“Working with Knickerbocker Mfg. Co., for me, is about the pursuit of original artistic expression and promoting high quality clothing, while simultaneously protesting the enticing comforts of sameness, which work to water down our life. Make it strong, make it loud, and make it last.” — Pokey LaFarge
I first learned of Pokey LaFarge from a photographer friend, Nate Burrell. While scrolling through his beautiful Instagram feed of shows, BTS of festivals, and musicians, there’s a particular gentleman that became familiar. Was he a friend, a muse, or a little of both? I didn’t know. But everything from his posture to his surroundings, hair, and clothing screams style and vibe of a generation long gone.
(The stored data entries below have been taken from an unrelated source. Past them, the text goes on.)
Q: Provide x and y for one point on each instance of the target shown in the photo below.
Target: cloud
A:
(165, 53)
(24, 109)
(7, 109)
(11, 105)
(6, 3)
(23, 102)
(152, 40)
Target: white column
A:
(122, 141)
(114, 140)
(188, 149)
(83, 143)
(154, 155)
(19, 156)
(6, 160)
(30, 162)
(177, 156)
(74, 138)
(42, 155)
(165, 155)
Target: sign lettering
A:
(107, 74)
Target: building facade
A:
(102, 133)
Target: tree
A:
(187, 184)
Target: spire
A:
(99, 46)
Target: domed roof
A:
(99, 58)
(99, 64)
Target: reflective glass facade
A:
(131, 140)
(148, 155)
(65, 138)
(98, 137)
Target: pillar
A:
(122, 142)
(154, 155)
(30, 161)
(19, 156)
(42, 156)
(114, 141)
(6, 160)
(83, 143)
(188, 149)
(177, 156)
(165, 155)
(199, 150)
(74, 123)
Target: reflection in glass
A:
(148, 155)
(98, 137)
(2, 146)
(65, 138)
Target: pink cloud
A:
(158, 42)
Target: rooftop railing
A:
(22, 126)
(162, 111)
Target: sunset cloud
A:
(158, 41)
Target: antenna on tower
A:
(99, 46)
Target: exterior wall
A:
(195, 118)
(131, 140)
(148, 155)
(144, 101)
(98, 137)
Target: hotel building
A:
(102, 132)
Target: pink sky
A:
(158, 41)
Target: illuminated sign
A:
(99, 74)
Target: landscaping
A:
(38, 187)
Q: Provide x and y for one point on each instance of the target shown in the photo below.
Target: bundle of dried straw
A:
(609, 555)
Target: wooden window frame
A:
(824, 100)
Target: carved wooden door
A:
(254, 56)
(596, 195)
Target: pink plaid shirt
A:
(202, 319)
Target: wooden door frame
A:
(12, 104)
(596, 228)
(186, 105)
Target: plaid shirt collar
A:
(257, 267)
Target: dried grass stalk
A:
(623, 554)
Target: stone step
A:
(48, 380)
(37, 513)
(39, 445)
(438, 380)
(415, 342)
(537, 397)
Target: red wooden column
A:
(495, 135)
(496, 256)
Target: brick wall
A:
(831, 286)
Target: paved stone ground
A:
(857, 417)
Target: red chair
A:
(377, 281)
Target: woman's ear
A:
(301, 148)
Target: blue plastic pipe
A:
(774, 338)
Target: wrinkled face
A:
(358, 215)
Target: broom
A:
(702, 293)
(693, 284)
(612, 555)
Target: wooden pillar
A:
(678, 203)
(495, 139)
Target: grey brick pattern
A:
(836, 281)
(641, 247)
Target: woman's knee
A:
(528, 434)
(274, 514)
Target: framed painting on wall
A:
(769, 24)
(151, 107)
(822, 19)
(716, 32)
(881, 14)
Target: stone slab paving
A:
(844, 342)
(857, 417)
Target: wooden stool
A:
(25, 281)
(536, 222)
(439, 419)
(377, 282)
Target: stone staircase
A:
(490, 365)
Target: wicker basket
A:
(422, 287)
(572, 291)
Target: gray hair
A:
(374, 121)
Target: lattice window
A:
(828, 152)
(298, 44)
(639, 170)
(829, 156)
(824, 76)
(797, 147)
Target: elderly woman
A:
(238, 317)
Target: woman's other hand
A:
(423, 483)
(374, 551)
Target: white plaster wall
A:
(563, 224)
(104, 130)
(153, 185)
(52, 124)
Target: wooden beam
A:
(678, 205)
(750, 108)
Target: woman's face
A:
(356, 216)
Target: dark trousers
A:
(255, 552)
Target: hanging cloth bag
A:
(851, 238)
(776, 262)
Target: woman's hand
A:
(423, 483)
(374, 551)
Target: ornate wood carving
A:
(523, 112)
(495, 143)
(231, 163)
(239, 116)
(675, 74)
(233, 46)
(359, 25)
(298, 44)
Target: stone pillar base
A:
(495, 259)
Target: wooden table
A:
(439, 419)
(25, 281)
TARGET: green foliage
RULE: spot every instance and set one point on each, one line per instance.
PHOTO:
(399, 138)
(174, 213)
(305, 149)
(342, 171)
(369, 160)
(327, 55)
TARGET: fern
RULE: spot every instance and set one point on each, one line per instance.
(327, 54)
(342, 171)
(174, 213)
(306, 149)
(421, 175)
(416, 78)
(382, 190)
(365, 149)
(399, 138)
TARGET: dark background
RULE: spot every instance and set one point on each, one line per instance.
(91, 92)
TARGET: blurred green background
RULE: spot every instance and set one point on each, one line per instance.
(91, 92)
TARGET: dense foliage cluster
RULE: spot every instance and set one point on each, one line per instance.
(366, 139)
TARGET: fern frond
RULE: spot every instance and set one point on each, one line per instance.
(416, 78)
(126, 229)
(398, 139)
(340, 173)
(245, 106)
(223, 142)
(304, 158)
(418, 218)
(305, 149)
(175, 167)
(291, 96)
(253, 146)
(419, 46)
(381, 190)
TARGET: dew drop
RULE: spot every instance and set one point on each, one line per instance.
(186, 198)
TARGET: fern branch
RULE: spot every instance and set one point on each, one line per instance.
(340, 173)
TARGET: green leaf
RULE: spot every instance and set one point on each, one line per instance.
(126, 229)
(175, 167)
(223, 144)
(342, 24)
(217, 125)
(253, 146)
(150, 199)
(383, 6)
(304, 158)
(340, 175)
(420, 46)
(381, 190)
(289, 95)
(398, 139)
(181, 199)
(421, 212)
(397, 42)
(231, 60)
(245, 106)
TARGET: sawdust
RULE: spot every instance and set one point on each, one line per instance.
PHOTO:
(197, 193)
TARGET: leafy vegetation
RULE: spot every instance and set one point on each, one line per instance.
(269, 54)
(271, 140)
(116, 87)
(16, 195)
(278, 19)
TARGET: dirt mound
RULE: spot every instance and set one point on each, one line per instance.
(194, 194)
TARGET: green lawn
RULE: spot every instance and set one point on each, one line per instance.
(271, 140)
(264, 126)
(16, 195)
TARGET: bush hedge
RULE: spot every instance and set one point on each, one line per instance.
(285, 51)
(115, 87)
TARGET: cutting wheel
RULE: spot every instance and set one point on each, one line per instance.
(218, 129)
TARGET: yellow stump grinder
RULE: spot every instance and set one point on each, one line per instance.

I understood why this gent was a reoccurring subject in Nate’s photos. Curiosity got the best of me, and I got to know (thanks Google!) the sound and style of Pokey LaFarge.
Within our world of ever-changing trends, Pokey LaFarge has somehow held fast to a sound and style he identified with early on. For him, style seems to radiate from the core and reach into every aspect of his being. He credits hometown St. Louis artist Nicolas Africano with opening his eyes to what he believes style to be — a reflection of who a person is and not just the layers you wear. Pokey’s duds are very specific and, after sharing a late morning with him at Grimey’s New & Pre-Loved Music, I’d say they describe him well.
The day I met up with Pokey to talk style and snap a few photos, his look had a fresh-off-the bus feel with a sharp-dressed outfit that was reminiscent of a polished up, early 20th-century, American blue collar worker. My thoughts went to workout and lounge clothing … Are those “on brand,” too? If so, I’m envious. Our meet was just before his haircut appointment, so he excused his hair and said a hat was necessary. Being a hat lover, this was music to my ears. Below the Newsy hat, he was sporting a fitted, white button-down; blue, belted chinos (blue, always blue) that rested higher on the hip than today’s trendy low-rise chinos; striped socks; flat, lace-up canvas tennis shoes; and nearby was his denim chore coat. Nothing flashy, yet he stood out. Just about everything — sans socks, shoes, and skivvies — was part of a clothing collaboration with Knickerbocker MFG Co.
Knickerbocker MFG Co. is an American-made clothing manufacturer rooted in tradition and community — a company that is going to take the long route creating a piece, if it means creating something that’s in line with their values and that will honor those in their craft who came before them. When you read about the company, there is hardly anything written about the threads. It’s all about the roots, values, and people involved. The more time I spent speaking with Pokey, the more intriguing I found this collaboration. Sure, I could chalk it up to a man and a company, two old souls working together, but it’s more than that. It’s a man and the folks from a company working together to celebrate the character, charm, and quality in these hand-made American staples of the past.
While we sifted through records — and I clicked away on the camera — conversation with Pokey was something of the past. He didn’t respond to my questions with the usual quick, programmed, auto-responses that, sadly, I expect from a new acquaintance. Pokey took his time. His facial expressions revealed if I had asked something too trite, and yet he would pause, gather, and deliver a thoughtful response. It caught me off guard and made me think: With conversation at our fingertips (emails, texts, social media), how much of my face-to-face conversations have dwindled down to abbreviations where there was once the art of conversation?
Style, class, and vibe are shining from the core of Pokey LaFarge, and I happily learned a thing or two about it that day. Oscar Wilde said, “One should either be a work of art or wear a work of art.” Pokey LaFarge is both.